The entire procedure ends when the replication events from the IST have been applied and the node has fully caught up with the cluster:

WSREP: Shifting JOINED -> SYNCED (TO: 17)
WSREP: Synchronized with group, ready for connections

Catch-Up

After the joiner has received a State Transfer, it must also catch up with any transactions that were issued on the rest of the cluster while the State Transfer was in progress. Those transactions are continuously received by the joiner and stored in the gcache. As soon as the state transfer completes, the donor needs to apply them all.
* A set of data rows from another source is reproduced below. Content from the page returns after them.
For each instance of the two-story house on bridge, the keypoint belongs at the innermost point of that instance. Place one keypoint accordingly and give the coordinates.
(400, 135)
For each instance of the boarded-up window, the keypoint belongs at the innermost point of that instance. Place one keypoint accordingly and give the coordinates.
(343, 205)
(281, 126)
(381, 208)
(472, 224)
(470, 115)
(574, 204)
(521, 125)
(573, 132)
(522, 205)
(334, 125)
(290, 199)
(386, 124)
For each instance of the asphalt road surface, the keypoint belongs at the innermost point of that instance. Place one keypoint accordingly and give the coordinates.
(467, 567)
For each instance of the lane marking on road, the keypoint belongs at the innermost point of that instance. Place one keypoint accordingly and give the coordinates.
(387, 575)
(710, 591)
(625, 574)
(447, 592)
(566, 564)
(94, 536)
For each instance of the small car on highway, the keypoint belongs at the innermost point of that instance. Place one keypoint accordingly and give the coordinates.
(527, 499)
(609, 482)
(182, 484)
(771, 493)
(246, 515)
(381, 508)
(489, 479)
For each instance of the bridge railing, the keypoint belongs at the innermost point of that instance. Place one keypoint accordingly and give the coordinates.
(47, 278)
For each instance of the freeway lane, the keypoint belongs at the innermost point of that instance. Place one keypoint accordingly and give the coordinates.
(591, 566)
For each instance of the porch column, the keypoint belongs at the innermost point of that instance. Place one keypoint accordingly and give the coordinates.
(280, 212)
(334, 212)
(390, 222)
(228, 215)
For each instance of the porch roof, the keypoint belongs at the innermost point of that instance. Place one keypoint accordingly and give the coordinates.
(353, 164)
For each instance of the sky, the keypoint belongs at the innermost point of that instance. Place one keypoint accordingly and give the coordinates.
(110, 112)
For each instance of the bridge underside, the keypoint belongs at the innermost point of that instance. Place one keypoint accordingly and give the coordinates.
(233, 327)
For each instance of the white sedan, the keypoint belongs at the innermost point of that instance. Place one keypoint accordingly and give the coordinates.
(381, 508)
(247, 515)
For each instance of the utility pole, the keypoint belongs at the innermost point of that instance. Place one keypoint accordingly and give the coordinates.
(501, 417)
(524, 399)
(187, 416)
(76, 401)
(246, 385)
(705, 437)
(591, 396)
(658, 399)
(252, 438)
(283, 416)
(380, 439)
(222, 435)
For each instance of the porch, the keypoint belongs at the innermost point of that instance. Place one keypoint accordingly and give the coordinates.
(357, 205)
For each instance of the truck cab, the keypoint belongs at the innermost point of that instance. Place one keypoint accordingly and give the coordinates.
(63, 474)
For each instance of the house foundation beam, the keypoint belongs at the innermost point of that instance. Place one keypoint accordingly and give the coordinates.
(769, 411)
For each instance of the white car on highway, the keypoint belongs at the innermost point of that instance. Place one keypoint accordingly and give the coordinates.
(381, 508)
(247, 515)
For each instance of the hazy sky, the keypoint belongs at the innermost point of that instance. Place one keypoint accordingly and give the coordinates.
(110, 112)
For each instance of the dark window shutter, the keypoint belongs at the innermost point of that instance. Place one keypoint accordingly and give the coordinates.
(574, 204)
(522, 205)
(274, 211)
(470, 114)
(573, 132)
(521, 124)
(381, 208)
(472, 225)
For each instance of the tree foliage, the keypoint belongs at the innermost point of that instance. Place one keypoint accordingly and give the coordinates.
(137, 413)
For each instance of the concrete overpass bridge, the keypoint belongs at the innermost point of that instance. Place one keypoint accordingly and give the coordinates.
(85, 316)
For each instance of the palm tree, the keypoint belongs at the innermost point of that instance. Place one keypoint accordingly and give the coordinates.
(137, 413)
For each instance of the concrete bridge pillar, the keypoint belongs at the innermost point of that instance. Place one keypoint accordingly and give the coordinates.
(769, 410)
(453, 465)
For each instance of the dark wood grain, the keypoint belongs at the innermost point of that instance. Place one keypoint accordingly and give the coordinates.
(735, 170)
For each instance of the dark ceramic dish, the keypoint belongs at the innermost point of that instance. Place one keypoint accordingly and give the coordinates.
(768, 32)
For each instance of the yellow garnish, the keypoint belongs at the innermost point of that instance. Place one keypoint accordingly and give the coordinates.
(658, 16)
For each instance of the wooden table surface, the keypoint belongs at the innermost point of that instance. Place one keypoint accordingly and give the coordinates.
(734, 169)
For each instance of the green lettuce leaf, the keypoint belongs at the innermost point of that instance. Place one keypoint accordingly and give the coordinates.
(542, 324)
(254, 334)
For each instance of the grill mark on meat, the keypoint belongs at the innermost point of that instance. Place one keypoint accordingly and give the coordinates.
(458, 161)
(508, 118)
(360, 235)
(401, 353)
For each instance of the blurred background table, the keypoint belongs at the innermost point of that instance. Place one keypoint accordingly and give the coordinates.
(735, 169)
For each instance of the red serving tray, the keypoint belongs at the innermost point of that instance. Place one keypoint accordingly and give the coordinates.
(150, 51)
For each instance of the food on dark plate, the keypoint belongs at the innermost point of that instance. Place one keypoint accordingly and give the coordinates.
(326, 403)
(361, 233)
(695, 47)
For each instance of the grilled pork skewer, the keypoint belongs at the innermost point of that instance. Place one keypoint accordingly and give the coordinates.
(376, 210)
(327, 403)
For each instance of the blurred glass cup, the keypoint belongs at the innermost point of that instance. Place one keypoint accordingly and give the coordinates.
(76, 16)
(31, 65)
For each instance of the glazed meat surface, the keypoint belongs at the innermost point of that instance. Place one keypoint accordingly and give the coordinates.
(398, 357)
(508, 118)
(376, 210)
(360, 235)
An attentive reader may ask “What happens if the joining node is never able to catch up because there are too many new transactions? Will flow-control kick in?”. The answer is yes, however rather than applying flow control immediately and stopping the entire cluster in its tracks until the catch-up phase is complete, Galera uses a heuristics to determine when throttling is required.

If the node is able to make progress towards catching up, as evidenced by a decreasing length of its receive queue, no flow control will kick in. However, if the node begins to fall further behind and the queue continues to grow, the cluster will be throttled so that the node is given some breathing room. This way the entire procedure for joining a new node is guaranteed to complete even in the presence of continuing load on the database.